End-to-End Testing — Middle Level¶

Roadmap: Testing → End-to-End Testing

A small, sharp set of E2E tests buys confidence; a large, soft one buys pain. This tier is about the discipline of keeping it small.

Table of Contents¶

Introduction
Prerequisites
Glossary
Core Concept 1 — The Cost/Confidence Trade-off
Core Concept 2 — Keeping E2E Small: Critical Journeys Only
Core Concept 3 — The Tool Landscape: Playwright, Cypress, Selenium
Core Concept 4 — Waits, Auto-Wait, and the End of sleep
Core Concept 5 — Flakiness: The #1 Enemy
Core Concept 6 — API-Level E2E: The Cheaper Variant
Real-World Examples
Mental Models
Common Mistakes
Test Yourself
Cheat Sheet
Summary
Further Reading
Related Topics

Introduction¶

Focus: why E2E is expensive and dangerous in bulk, how to choose the few journeys worth testing, the tools you'll meet, and the practical mechanics of beating flakiness.

At the junior tier you wrote a working E2E test. At the middle tier the question changes from "how do I write one?" to "how many should exist, which ones, and how do I stop them rotting?" This is where most teams get it wrong: they keep adding E2E tests because each one "feels" like real testing, and a year later the suite takes 40 minutes, fails 1-in-5 for no reason, and nobody trusts a red build. We will make sure that doesn't happen to you.

Prerequisites¶

You can write a basic Playwright test (see Junior Level).
Comfortable with async/await and Promises.
You understand the test pyramid and integration testing.
Basic CI familiarity (a pipeline runs your tests on push/PR).

Glossary¶

Term	Meaning
Critical user journey (CUJ)	A flow whose breakage directly costs money/users (login, checkout, signup).
Implicit wait	A global "retry for N seconds" applied to all element lookups (Selenium concept).
Explicit wait	Waiting for a specific condition (element visible, network idle).
Auto-wait	Built-in waiting Playwright/Cypress do before every action and assertion.
Web-first assertion	Assertion that retries until it passes or times out (`expect(locator)`).
Test isolation	Each test starts from a clean, known state, independent of others.
Deterministic data	Test data that's the same every run — no "today's date" or random IDs leaking in.
Retry	Re-running a failed test automatically; useful but can mask real bugs.
Hermetic environment	A self-contained env (seeded DB, stubbed third parties) that behaves identically each run.
Headless	Browser running without a UI window.

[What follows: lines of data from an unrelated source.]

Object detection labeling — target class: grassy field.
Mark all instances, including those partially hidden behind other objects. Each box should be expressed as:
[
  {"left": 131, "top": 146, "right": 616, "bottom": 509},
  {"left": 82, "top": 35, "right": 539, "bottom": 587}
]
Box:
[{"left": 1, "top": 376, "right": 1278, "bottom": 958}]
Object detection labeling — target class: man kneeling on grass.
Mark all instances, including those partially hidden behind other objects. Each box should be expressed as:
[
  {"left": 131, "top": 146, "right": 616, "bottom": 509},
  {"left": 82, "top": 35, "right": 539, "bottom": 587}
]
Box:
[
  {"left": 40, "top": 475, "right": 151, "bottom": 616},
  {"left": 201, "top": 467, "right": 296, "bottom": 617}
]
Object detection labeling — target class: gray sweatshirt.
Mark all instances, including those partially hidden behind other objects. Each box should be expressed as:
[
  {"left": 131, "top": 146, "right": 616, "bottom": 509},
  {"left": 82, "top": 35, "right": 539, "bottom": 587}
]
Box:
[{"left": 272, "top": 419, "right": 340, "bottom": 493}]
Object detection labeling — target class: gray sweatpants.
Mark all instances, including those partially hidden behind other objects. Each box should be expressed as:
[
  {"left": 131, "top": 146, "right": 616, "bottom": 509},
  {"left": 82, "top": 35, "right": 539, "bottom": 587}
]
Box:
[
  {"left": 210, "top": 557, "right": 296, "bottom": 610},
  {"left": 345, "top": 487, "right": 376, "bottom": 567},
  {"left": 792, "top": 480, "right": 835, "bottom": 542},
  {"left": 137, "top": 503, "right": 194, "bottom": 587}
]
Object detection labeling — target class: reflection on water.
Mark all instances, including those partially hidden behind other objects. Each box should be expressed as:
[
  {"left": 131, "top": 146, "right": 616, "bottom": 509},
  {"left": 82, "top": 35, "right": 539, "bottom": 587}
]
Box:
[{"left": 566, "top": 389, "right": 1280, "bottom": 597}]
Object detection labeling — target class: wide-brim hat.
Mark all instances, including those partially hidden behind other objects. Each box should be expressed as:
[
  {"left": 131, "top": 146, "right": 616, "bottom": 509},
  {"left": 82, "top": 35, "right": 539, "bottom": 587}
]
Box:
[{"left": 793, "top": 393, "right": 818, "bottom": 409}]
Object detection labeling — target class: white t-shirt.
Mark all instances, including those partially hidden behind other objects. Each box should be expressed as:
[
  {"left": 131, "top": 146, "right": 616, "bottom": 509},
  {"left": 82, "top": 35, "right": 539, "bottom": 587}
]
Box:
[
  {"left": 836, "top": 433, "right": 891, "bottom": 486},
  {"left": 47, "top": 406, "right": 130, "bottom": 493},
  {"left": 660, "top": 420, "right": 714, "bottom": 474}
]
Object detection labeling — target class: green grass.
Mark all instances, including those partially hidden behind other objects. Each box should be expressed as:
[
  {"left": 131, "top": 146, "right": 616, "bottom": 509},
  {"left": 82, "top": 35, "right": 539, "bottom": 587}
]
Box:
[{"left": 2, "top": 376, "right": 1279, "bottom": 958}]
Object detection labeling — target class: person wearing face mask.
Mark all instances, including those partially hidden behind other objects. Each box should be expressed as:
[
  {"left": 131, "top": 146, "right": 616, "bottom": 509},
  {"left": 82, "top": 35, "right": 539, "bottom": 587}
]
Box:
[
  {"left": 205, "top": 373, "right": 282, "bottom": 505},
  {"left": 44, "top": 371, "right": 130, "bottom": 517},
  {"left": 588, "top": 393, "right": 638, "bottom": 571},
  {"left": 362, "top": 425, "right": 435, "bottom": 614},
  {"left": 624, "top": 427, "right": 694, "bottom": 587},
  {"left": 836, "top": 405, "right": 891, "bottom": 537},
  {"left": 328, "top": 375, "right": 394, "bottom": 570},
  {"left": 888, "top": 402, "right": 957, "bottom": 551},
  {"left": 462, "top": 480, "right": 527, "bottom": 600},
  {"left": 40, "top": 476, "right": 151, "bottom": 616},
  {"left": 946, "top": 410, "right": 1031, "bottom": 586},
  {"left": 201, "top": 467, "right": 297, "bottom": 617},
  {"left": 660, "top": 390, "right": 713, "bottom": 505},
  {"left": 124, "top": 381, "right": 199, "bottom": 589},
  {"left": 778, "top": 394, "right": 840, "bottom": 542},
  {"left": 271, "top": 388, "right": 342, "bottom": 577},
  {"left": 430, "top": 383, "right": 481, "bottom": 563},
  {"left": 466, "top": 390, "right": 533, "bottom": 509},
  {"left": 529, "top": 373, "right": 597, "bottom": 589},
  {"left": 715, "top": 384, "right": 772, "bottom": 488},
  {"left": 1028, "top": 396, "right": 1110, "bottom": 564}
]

Core Concept 1 — The Cost/Confidence Trade-off¶

Every E2E test you own has running costs that unit tests don't:

Property	Unit test	E2E test
Speed	~1 ms	2–60 s
Setup	none	whole app + DB + browser
Flakiness	near-zero	high (timing, network, env)
Debuggability	precise (one function)	"something on the page broke"
Blast radius of a UI change	none	many tests break at once

The payoff is unmatched confidence: it proves the integrated product works. So the trade is real and asymmetric — high value per test, but high marginal cost as the count grows. That's why the right number is "a handful," not "hundreds."

The failure mode is the ice-cream cone: a fat layer of E2E on top of a thin base of unit tests. It happens because E2E "feels" more real. The result: a suite too slow to run on every PR and too flaky to believe.

Core Concept 2 — Keeping E2E Small: Critical Journeys Only¶

The selection rule: E2E covers critical user journeys (happy paths) + a few high-value risky flows. Everything else goes down the pyramid.

A practical filter — write an E2E test only if all are true:

It's a journey a real user does and the business loses money/trust if it breaks.
It crosses multiple systems in a way unit/integration can't fully simulate.
The risk it covers can't be cheaply covered lower down (contract test, integration test).

Examples for an e-commerce app:

Flow	E2E?	Why
Browse → add to cart → checkout → pay	✅	Core revenue path, many systems
Sign up → verify email → onboard	✅	New-customer acquisition
Password field rejects < 8 chars	❌	Unit-test the validator
API returns 404 for missing order	❌	Integration/contract test
Discount-code edge cases (15 of them)	❌	Unit-test pricing; one E2E for "a code applies"

Mantra: E2E for confidence, not coverage. You are not trying to exercise every branch. You're proving the spine of the product holds.

Cross-link: deciding what to test where is the heart of Test Strategy & the Pyramid.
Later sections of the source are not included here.